According to the district’s website, Midpen field staff receive annual training as fire first responders.

The Open Spaces District is also in the midst of a pilot program to assess whether e-bikes should be allowed on trails where other bikes are allowed at Rancho San Antonio Preserve and County Park and Ravenswood Preserve, and results are expected. be reviewed by the District Planning and Natural Resources Committee on March 8.

To celebrate the district’s 50th anniversary, district staff are planning a number of community programs, according to Gessner.

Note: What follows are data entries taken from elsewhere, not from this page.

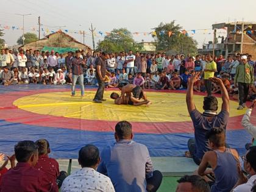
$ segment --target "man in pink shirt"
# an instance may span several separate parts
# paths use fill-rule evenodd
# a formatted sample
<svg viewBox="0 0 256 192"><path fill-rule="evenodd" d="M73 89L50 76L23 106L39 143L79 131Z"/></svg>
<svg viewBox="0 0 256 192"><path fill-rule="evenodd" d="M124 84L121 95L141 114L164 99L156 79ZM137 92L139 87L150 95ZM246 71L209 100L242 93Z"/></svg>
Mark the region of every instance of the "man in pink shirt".
<svg viewBox="0 0 256 192"><path fill-rule="evenodd" d="M194 63L193 61L193 57L190 57L188 60L185 63L185 68L188 71L193 70L194 68Z"/></svg>
<svg viewBox="0 0 256 192"><path fill-rule="evenodd" d="M141 76L141 73L138 73L137 76L133 79L133 85L140 86L143 89L144 89L144 84L145 83L145 80Z"/></svg>

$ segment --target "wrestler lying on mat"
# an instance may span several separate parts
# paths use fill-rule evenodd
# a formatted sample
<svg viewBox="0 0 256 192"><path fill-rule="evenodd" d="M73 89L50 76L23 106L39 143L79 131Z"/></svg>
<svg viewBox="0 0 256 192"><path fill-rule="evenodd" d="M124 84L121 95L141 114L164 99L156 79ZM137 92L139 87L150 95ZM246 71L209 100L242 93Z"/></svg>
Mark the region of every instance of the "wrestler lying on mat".
<svg viewBox="0 0 256 192"><path fill-rule="evenodd" d="M115 99L115 104L116 105L132 105L134 106L146 105L148 107L152 104L151 101L148 100L141 101L140 99L137 99L131 96L130 94L119 97L118 93L113 92L111 94L110 98Z"/></svg>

“We invite the public to join us in 2022 to celebrate how united we have come together as a community in achieving our vision, sharing the stories of the past half-century of perseverance and recognizing the contributions of people past, present and future,” Ana María Ruiz, Midpen’s chief executive, said in a press release.

Among the planned activities are a family celebration scheduled for April 30 at Ravenswood Open Space Preserve along the bay in East Palo Alto and a coastal community celebration at Johnston Ranch near Half Moon Bay in the fall. Throughout the year, Midpen will also offer hikes and other activities led by docent naturalists, including a series of hikes to visit all 26 reserves.

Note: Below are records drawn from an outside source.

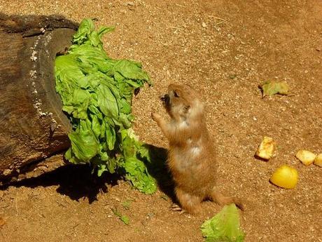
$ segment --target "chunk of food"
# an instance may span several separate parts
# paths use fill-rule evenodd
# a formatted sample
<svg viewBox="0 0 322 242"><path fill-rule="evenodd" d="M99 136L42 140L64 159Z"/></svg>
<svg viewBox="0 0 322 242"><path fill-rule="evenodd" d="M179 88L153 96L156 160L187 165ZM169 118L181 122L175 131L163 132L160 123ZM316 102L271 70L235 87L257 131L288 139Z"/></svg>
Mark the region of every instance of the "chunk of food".
<svg viewBox="0 0 322 242"><path fill-rule="evenodd" d="M301 149L296 153L296 158L298 158L304 165L309 166L314 161L316 155L308 150Z"/></svg>
<svg viewBox="0 0 322 242"><path fill-rule="evenodd" d="M277 187L293 189L298 184L298 170L287 165L281 166L275 170L270 180Z"/></svg>
<svg viewBox="0 0 322 242"><path fill-rule="evenodd" d="M316 166L322 167L322 153L318 154L316 157L315 157L314 163Z"/></svg>
<svg viewBox="0 0 322 242"><path fill-rule="evenodd" d="M269 160L274 156L276 148L276 142L273 138L264 136L262 142L258 146L255 155L265 160Z"/></svg>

People can also participate in the celebration through online and social media programs. MidPen is giving participants of a program called “Open Hearts” a memorial gift if they share their stories and talk about what they love most about their favorite open space reserves. People are also encouraged to post photos to Midpen’s stashes and tag their post with the tag @MidpenOpenSpace and the hashtag #SpottedAtMidpen. Each month, one winner will be chosen to receive a prize. The district also plans to hold pop-up events in open spaces throughout the year, visiting a different reserve each month.

“Time and time again, I have been so impressed with the passion, dedication and care that the people of Midpen bring to their work,” Santa Clara County Supervisor Joe Simitian said during a recent midpen meeting. “They roll up their sleeves and they do the hard work. That’s what it takes to protect the natural resources of our region.”